WARNING! If you are a susceptible, sensitive person, who's deeply scared of death and doesn't want to know nothing about it. DO NOT READ and especially DO NOT WATCH THE VIDEO!
This post is dedicated to POST MORTEM PHOTOGRAPHY. It was of great use during the Victorian era, so I thought it could be interesting for those of you into the 18th century or/and fascinated by death to know something about it. I'm not going to post pictures because the ones I found were mainly dead children which could really impress you. I actually felt bad myself seeing them. I am just posting the video that inspired the making of this article.
The earliest post-mortem photographs are usually close-ups of the face or shots of the full body and rarely include the coffin. The subject is usually depicted so as to seem in a deep sleep, or else arranged to appear more lifelike. Children were often shown in repose on a couch or in a crib, sometimes posed with a favorite toy or other plaything. It was not uncommon to photograph very young children with a family member, most frequently the mother. Adults were more commonly posed in chairs or even braced on specially-designed frames. Flowers were also a common prop in post-mortem photography of all types.
The effect of life was sometimes enhanced by either propping the subject's eyes open or painting pupils onto the photographic print, and many early images (especially tintypes and ambrotypes) have a rosy tint added to the cheeks of the corpse.
Later examples show less effort at a lifelike appearance, and often show the subject in a coffin. Some very late examples show the deceased in a coffin with a large group of funeral attendees; this type of photograph was especially popular in Europe and less common in the United States.
Post-mortem photography is still practiced in some areas of the world, such as Eastern Europe.
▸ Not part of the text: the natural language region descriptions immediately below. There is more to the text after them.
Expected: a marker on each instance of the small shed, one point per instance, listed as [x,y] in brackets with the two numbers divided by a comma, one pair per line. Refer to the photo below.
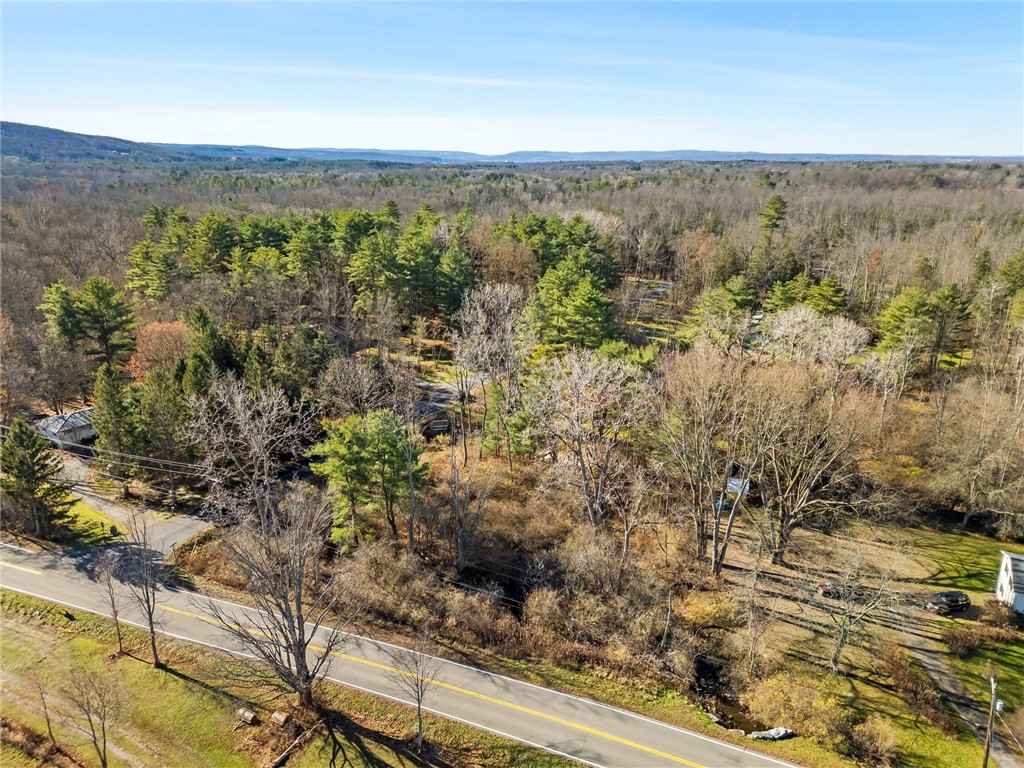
[67,429]
[1010,587]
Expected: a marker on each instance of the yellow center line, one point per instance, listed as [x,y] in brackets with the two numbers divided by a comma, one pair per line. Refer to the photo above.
[20,567]
[467,692]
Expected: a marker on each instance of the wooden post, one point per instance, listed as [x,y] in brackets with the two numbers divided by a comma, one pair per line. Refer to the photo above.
[988,730]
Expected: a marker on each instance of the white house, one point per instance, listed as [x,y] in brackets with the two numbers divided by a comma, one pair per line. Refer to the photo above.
[65,429]
[1010,587]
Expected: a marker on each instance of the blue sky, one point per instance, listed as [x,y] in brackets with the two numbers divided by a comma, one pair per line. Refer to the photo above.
[868,77]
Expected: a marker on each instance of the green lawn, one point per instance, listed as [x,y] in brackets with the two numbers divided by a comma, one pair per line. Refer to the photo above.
[185,715]
[89,526]
[960,559]
[1008,662]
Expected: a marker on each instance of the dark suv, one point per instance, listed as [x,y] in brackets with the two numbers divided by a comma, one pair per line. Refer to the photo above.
[944,603]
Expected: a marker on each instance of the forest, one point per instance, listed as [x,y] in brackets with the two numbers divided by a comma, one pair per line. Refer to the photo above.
[704,432]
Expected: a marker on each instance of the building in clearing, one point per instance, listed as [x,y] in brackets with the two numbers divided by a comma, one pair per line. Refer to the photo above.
[67,429]
[1010,587]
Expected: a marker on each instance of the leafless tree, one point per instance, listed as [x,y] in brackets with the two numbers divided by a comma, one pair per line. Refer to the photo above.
[245,436]
[107,582]
[587,404]
[42,687]
[414,673]
[143,573]
[807,434]
[467,502]
[487,341]
[854,596]
[635,502]
[978,456]
[95,704]
[705,433]
[278,555]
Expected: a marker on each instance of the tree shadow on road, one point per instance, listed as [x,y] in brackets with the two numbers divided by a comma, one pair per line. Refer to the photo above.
[352,744]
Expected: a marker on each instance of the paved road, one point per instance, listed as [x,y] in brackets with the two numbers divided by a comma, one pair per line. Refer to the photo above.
[972,712]
[593,733]
[166,532]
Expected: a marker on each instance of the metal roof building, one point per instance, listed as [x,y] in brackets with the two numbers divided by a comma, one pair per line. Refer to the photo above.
[65,429]
[1010,587]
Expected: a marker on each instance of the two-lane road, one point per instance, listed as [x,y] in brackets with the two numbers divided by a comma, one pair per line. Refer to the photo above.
[578,728]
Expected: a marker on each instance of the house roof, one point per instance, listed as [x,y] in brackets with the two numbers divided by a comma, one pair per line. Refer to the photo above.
[64,423]
[1016,571]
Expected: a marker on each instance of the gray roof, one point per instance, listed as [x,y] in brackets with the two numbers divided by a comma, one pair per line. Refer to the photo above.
[1016,571]
[62,423]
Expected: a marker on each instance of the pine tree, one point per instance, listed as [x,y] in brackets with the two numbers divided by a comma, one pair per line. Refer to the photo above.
[104,321]
[346,464]
[31,480]
[114,418]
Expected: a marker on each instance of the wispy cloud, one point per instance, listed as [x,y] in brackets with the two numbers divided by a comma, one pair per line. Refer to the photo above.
[320,72]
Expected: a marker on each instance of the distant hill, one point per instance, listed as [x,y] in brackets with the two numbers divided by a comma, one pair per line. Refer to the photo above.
[36,143]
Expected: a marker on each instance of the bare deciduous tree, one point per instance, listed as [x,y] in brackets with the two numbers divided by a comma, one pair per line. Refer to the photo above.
[587,404]
[95,704]
[414,673]
[278,555]
[245,436]
[107,582]
[707,396]
[854,596]
[807,434]
[467,503]
[143,573]
[486,341]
Photographs, especially depicting persons who were considered to be very holy lying in their coffins are still circulated among faithful Eastern Catholic, Eastern Orthodox and Oriental Orthodox Christians.
A variation of the memorial portrait involves photographing the family with a shrine (usually including a living portrait) dedicated to the deceased.
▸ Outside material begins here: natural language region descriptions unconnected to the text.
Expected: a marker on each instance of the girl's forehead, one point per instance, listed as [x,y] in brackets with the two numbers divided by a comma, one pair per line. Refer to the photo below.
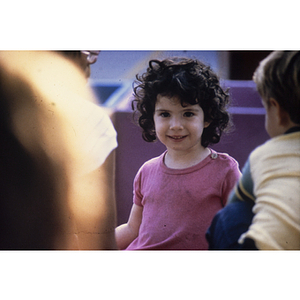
[164,100]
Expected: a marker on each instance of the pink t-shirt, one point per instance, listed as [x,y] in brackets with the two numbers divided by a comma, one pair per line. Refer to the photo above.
[179,204]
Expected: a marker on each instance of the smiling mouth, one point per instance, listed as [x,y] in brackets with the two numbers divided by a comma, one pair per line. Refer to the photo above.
[177,138]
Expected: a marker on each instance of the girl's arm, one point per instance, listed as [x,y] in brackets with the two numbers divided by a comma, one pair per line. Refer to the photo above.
[126,233]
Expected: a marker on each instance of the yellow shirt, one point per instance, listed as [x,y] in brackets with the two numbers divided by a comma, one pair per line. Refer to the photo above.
[275,169]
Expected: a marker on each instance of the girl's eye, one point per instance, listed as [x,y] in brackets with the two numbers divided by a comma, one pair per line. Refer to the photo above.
[164,114]
[188,114]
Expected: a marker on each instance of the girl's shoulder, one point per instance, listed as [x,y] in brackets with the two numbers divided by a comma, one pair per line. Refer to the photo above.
[153,162]
[223,157]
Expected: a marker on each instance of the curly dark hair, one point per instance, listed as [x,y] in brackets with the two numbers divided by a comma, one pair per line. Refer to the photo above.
[190,80]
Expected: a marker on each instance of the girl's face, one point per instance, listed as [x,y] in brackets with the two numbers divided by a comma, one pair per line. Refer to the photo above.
[179,128]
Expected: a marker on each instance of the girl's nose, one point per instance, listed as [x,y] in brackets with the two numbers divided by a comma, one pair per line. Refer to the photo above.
[176,123]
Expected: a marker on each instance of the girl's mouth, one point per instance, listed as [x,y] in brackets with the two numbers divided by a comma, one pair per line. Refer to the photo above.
[177,137]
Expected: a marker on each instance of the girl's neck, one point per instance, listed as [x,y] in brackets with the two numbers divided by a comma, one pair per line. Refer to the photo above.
[175,160]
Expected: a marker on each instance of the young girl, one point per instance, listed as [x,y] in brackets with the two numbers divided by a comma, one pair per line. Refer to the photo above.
[177,194]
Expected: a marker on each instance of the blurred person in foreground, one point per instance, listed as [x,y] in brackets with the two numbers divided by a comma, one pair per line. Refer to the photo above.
[57,189]
[264,211]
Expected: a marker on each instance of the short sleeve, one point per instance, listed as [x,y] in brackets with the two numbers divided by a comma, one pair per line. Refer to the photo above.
[137,194]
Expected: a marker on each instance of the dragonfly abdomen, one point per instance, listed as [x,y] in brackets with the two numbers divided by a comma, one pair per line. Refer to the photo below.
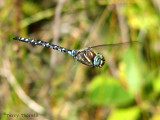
[44,44]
The invention of the daguerreotype in 1839 made portraiture much more commonplace, as many of those who were unable to afford the commission of a painted portrait could afford to sit for a photography session. This cheaper and quicker method also provided the middle class with a means for memorializing dead loved ones.
These photographs served less as a reminder of mortality than as a keepsake to remember the deceased. This was especially common with infants and young children; Victorian era childhood mortality rates were extremely high, and a post-mortem photograph might have been the only image of the child the family ever had. The later invention of the carte de visite, which allowed multiple prints to be made from a single negative, meant that copies of the image could be mailed to relatives.
The practice eventually peaked in popularity around the end of the 19th century and died out as "snapshot" photography became more commonplace, although a few examples of formal memorial portraits were still being produced well into the 20th century.